Seven charts in volume three of the recently published Yahoo Finance Chartbook make the case for the Fed to cut rates of interest by the tip of its September meeting.

“Stubborn inflation in the midst of the primary quarter dashed hopes for aggressive policy easing this 12 months. That said, inflation stays below its June 2022 peak, and disinflationary momentum has regathered steam in recent months.
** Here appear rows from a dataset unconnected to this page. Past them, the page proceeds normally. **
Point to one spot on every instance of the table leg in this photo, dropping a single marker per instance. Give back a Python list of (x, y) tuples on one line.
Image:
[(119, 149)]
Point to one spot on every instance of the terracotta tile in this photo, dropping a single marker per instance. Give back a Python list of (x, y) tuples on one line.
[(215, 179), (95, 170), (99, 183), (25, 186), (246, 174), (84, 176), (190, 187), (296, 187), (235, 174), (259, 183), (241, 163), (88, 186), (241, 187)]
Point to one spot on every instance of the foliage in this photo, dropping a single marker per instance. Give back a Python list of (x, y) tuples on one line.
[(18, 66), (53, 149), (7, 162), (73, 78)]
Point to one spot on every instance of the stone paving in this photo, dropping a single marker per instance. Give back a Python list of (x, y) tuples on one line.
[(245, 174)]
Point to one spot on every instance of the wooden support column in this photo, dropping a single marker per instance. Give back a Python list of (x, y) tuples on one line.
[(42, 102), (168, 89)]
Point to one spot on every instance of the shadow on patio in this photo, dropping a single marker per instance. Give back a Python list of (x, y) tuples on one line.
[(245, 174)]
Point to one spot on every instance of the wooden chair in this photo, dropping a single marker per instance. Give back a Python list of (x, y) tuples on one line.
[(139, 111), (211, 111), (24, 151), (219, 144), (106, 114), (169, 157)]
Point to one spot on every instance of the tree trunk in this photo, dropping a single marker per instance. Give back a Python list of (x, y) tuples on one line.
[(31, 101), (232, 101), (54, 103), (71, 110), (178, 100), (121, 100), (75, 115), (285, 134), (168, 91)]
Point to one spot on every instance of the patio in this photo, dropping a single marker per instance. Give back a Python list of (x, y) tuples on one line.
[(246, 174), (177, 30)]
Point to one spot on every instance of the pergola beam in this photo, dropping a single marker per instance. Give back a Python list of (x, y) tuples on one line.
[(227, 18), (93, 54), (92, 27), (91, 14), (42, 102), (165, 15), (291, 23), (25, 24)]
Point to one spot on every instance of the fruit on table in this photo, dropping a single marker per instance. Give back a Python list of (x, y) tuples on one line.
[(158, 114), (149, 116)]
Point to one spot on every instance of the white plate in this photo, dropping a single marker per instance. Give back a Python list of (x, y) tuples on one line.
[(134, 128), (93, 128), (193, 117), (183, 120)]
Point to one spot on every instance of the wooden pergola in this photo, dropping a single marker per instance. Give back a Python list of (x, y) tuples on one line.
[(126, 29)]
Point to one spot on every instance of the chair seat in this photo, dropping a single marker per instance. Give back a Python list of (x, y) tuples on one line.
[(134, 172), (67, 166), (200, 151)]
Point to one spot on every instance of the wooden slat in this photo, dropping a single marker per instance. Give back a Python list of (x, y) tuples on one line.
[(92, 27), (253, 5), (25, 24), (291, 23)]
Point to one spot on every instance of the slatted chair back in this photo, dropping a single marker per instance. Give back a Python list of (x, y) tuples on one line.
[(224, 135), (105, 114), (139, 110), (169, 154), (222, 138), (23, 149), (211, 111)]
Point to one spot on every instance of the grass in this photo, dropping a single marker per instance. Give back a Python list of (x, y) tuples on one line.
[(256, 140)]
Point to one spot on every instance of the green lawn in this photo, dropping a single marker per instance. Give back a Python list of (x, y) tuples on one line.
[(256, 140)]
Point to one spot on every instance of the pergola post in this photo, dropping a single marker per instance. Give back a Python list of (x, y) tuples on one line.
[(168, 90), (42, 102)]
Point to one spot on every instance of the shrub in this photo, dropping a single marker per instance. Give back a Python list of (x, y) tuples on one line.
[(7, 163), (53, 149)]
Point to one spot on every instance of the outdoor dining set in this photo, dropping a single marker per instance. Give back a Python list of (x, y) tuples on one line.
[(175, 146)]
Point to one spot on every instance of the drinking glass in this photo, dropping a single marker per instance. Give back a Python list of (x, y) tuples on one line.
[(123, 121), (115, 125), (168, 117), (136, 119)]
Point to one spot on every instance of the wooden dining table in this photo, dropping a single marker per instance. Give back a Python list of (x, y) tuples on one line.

The reality is, headline inflation rose by just 3.0% y/y in June, well below the three.5% pace recorded just three months prior.

“While food and energy prices have been well-behaved and core goods have been a delicate source of disinflation, gains in shelter and auto insurance have remained elevated, prolonging inflation’s journey back to the Federal Reserve’s 2% goal. Nonetheless, with real-time data across each categories pointing to easing price pressures, inflation should proceed its slow descent and return to 2% by the middle of next 12 months. If, as expected, inflationary pressures ease through the summer, the Federal Reserve should feel comfortable cutting rates twice this 12 months, delivering a primary cut in September.”

“Contrary to the predictions of some distinguished economists but consistent with our own work and that of Fed Governor Christopher Waller, the normalization of the US labor market in the course of the last two years has occurred in a extremely benign fashion, with a giant decline throughout the job openings rate and only a negligible increase throughout the unemployment rate. Inside the jargon of labor economics, we now have moved down the steep post-pandemic Beveridge curve and are back to the flatter pre-pandemic Beveridge curve. This suggests we is also approaching an inflection point at which further softening in labor demand ends in a much larger and much less welcome increase in unemployment.”

“A really powerful chart — and the impetus for the change to our [call for a September rate cut] — is essentially the most recent rental inflation data from [this month’s] CPI release. The drop in primary rents and owners’ equivalent rents throughout the June CPI data is a ‘game changer’ and can meaningfully boost Fed officials’ confidence that inflation stays on a trajectory back to its 2% goal. To be certain that, the Fed will likely must see a pair more prints to confirm the downshift, but historically, rents have been fairly sticky — i.e., when you could possibly have a shift in either direction from [a] prior trend, it tends to persist.”

“Inflation, as measured by the harmonized consumer expenditure deflator, is firmly below the Federal Reserve’s 2% goal. Harmonized inflation excludes the implicit cost of homeownership, also generally referred to as owners’ equivalent rent. Measuring OER is vexed in typical times but is intractable in current times given the upside-down housing market. It’s comprehensible the Fed doesn’t need to alter the inflation measure it’s targeting for the time being and risk its credibility, but Fed officials should call out harmonized inflation as critical to watch. By so doing, it’ll make it easier for the Fed to make the case that inflation is where it should be for them to do the correct thing and lower rates of interest.”

Given unfavorable year-on-year comparisons, PCE inflation is more more likely to hover around an ‘uncomfortable plateau’ around 2.6%-2.7% over the summer. While softer consumer spending growth due to increased pricing sensitivity, moderating wage growth, declining rent inflation, reduced markups, and stronger productivity growth will proceed to produce a healthy disinflationary impulse, it just isn’t until September that inflation readings will fall below that uncomfortable plateau. We foresee headline and core PCE inflation ending the 12 months around 2.5% [year over year].”

“We expect the contribution from fiscal [policy] to the expansion rate of the US economy should moderate over time, down from the substantial contributions it made throughout the last six quarters. And, to a lesser degree, business spending should follow the similar path. This is a component of the rationale we assume growth moderates and inflation decelerates.”

“The Fed, Powell, and others have cited these series as benchmarks for easier labor market conditions. These two series support the argument the Fed will ease in September.”